Vol.1がマルチアンプ、Vol.2が長島先生によるMCカートリッジの詳細な解説、
Vol.3がトゥイーター、Vol.4がフルレンジの特集だった。
Vol.3の巻頭記事で、4343のトゥイーターを2405を含めて、
他社製のトゥイーターに交換しての試聴が行なわれている。
試聴方法は、それぞれのトゥイーターの能率も異るし、
4343の内蔵ネットワークは2405に有利に働くこともあるということで、
トゥイーター用に専用アンプを用意して行なわれていた。
試聴者は、井上先生、黒田先生、瀬川先生の3人。
私が何度も読み返したのは、ピラミッド社のリボントゥイーターT1と2405のところだ。
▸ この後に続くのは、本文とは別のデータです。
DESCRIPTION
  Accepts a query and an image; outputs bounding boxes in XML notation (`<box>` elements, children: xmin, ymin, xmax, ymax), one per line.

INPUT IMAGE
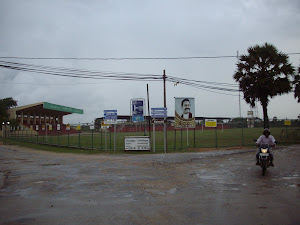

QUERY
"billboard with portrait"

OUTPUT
<box><xmin>175</xmin><ymin>98</ymin><xmax>195</xmax><ymax>129</ymax></box>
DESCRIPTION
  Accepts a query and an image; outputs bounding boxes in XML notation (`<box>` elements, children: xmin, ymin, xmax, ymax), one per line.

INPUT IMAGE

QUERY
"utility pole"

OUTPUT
<box><xmin>236</xmin><ymin>51</ymin><xmax>242</xmax><ymax>118</ymax></box>
<box><xmin>163</xmin><ymin>70</ymin><xmax>168</xmax><ymax>153</ymax></box>
<box><xmin>147</xmin><ymin>84</ymin><xmax>151</xmax><ymax>137</ymax></box>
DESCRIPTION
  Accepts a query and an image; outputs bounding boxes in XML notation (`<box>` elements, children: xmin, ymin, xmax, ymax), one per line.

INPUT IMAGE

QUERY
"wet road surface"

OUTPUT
<box><xmin>0</xmin><ymin>145</ymin><xmax>300</xmax><ymax>225</ymax></box>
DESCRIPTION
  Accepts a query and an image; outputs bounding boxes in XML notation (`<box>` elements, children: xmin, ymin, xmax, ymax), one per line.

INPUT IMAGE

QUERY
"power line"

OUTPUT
<box><xmin>0</xmin><ymin>61</ymin><xmax>238</xmax><ymax>94</ymax></box>
<box><xmin>0</xmin><ymin>52</ymin><xmax>300</xmax><ymax>61</ymax></box>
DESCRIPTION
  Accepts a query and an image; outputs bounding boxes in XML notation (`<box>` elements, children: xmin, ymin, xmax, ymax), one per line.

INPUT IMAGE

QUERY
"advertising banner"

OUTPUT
<box><xmin>131</xmin><ymin>99</ymin><xmax>144</xmax><ymax>122</ymax></box>
<box><xmin>66</xmin><ymin>123</ymin><xmax>71</xmax><ymax>130</ymax></box>
<box><xmin>104</xmin><ymin>109</ymin><xmax>118</xmax><ymax>124</ymax></box>
<box><xmin>124</xmin><ymin>136</ymin><xmax>150</xmax><ymax>151</ymax></box>
<box><xmin>175</xmin><ymin>98</ymin><xmax>195</xmax><ymax>129</ymax></box>
<box><xmin>205</xmin><ymin>119</ymin><xmax>217</xmax><ymax>127</ymax></box>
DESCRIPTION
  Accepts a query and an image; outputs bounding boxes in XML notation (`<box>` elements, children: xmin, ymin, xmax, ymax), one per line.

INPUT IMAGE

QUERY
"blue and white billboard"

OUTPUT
<box><xmin>131</xmin><ymin>99</ymin><xmax>144</xmax><ymax>122</ymax></box>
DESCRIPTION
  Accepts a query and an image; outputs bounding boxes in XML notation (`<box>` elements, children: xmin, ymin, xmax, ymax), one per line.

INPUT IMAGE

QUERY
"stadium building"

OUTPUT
<box><xmin>7</xmin><ymin>102</ymin><xmax>83</xmax><ymax>135</ymax></box>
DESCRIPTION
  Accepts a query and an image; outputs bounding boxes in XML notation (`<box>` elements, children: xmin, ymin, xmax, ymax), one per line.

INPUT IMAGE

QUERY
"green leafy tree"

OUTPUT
<box><xmin>233</xmin><ymin>43</ymin><xmax>294</xmax><ymax>128</ymax></box>
<box><xmin>0</xmin><ymin>98</ymin><xmax>18</xmax><ymax>124</ymax></box>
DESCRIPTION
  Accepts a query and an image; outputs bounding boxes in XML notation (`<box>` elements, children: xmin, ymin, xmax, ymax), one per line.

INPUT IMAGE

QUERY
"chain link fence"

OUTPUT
<box><xmin>1</xmin><ymin>118</ymin><xmax>300</xmax><ymax>152</ymax></box>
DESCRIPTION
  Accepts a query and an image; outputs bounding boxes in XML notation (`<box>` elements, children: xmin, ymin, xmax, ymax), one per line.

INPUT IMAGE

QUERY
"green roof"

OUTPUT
<box><xmin>43</xmin><ymin>102</ymin><xmax>83</xmax><ymax>114</ymax></box>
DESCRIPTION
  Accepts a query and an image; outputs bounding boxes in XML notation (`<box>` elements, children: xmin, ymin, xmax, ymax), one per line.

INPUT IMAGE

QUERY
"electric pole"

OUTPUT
<box><xmin>163</xmin><ymin>70</ymin><xmax>168</xmax><ymax>153</ymax></box>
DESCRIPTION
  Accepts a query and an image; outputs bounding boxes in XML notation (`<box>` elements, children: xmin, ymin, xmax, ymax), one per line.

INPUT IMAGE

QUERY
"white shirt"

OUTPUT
<box><xmin>256</xmin><ymin>135</ymin><xmax>275</xmax><ymax>145</ymax></box>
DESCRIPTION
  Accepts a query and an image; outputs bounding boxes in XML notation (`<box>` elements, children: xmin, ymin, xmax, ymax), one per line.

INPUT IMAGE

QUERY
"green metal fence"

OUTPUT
<box><xmin>2</xmin><ymin>123</ymin><xmax>300</xmax><ymax>152</ymax></box>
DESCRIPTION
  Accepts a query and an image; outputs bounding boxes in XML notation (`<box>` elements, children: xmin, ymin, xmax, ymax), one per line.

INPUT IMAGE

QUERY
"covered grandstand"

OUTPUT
<box><xmin>7</xmin><ymin>102</ymin><xmax>83</xmax><ymax>135</ymax></box>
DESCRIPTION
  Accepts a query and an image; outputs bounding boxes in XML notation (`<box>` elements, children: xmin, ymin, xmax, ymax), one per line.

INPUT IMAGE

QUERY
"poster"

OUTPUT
<box><xmin>175</xmin><ymin>98</ymin><xmax>195</xmax><ymax>129</ymax></box>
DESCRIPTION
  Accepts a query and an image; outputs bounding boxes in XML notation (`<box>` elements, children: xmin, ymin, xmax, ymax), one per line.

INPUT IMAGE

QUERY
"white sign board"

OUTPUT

井上先生と黒田先生は、T1をひじょうに高く評価されこのとき聴いた中ではもちろんベストの存在だし、
当時4343をお使いだった黒田先生はT1に心を動かされていたと記憶している。
瀬川先生は、というと、T1のポテンシャルの高さは充分認めながらも、
「2405の切り絵的な表現に騙されていたい」ということを言われていた。
このことが、いまでも強い印象として残っている。
T1に置き換えたときの音像を立体的とすれば、2405の音像は平面で切り絵的。
T1にすることで、4343がより自然な音に変化することよりも、
2405が演出する世界に騙されることで、レコード音楽にワクワクドキドキしていたい、
そう私は受けとめた。
2405のフェライト仕様は、おそらくその切り絵的世界が、ずいぶんと失われているのではなかろうか。
他のトゥイーターと比較すれば、それでも切り絵的世界の音だろうが、
切り絵ならば、その切り口がスパッと見事であってほしい。
迷いながらの未熟な、甘い切り口では、そんな切り絵には騙されたくない。
騙されていたいと思うのは、それが見事なものであるからだ。